Is our planet alone in its ability to host life? So far, it’s unique in the Solar System, which is dominated by apparently lifeless bodies, but it may not be unique in the universe. Astronomers have long speculated about the presence of extraterrestrial life elsewhere in the cosmos, but thanks to two planet-searching projects — ESO’s HARPS project and NASA’s Kepler mission — they are closer than ever to finding suitable candidate hosts orbiting other stars. Teams for both have announced intriguing discoveries in the last year, the latest of which includes detection by HARPS of a planet that is only 3.6 times the mass of Earth.
While Kepler is a space-based mission that searches for planetary transits — planets periodically passing in front of their host stars — HARPS (High Accuracy Radial velocity Planet Searcher) is part of the land-based La Silla telescope located in the Atacama Desert of Chile.

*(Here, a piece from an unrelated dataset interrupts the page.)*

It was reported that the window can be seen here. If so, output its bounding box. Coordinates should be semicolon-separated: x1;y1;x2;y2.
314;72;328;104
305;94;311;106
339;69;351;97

The HARPS spectrograph looks for periodic shifts in the light from stars, tell-tale signs of gravitational tugs by orbiting planets. Most of the planets discovered by Kepler are orbiting distant stars; the planets discovered by HARPS, however, are orbiting nearby stars, and will be much easier to observe in follow-up projects to detect, for instance, spectral signs of water and other substances necessary for life as we know it.
The HARPS team at ESO recently announced the discovery of 50 new extra-solar planets, or exoplanets, including 16 planets designated as “Super-Earths.” A Super-Earth is a planet 2-10 times the mass of the Earth, but not necessarily rocky in composition; such planets could also be gas dwarfs without any discernible solid surface. One of the recently-discovered Super-Earths, designated HD 85512 b, is a rocky planet located just within the habitable zone around its parent star. The habitable zone is the orbital proximity to a parent star that allows the presence of liquid water on a planet’s surface. The holy grail, as it were, of planet searches is an Earth-like planet with the presence of liquid water — the essential ingredient for life as we know it. The mass of HD 85512 b is tantalizingly close to that of Earth — about 3.6 times greater. Professor Dimitar Sasselov, an astronomer at Harvard University (and the scientist who coined the term “Super-Earth”), speculates that such planets may be even better suited for life than our own Earth due to increased tectonic activity and stable rotation.
Astronomers point out that the frequency of exoplanet discoveries is increasing, and we seem to be on the verge of discovering that the universe is awash in potential hosts for life. So what does all this mean for Christians? Personally, I do not rely on the uniqueness of Earth to bolster my belief in a Creator. It may well be that many planets suitable for advanced life exist elsewhere in the universe, and such planets and life would be part of God’s purpose, as the many different continents and the variety of life on Earth are undoubtedly part of God’s purpose. Furthermore, the existence of many potentially life-supporting planets in the vast universe in no way diminishes the power of the fine-tuning argument, which says that the many physical constants and parameters that permit the existence of life as we know it — nearly 100 characteristics as identified by Hugh Ross — are so finely tuned that even the ostensibly atheist astrophysicist, Fred Hoyle, concluded “the universe looks like a put-up job.”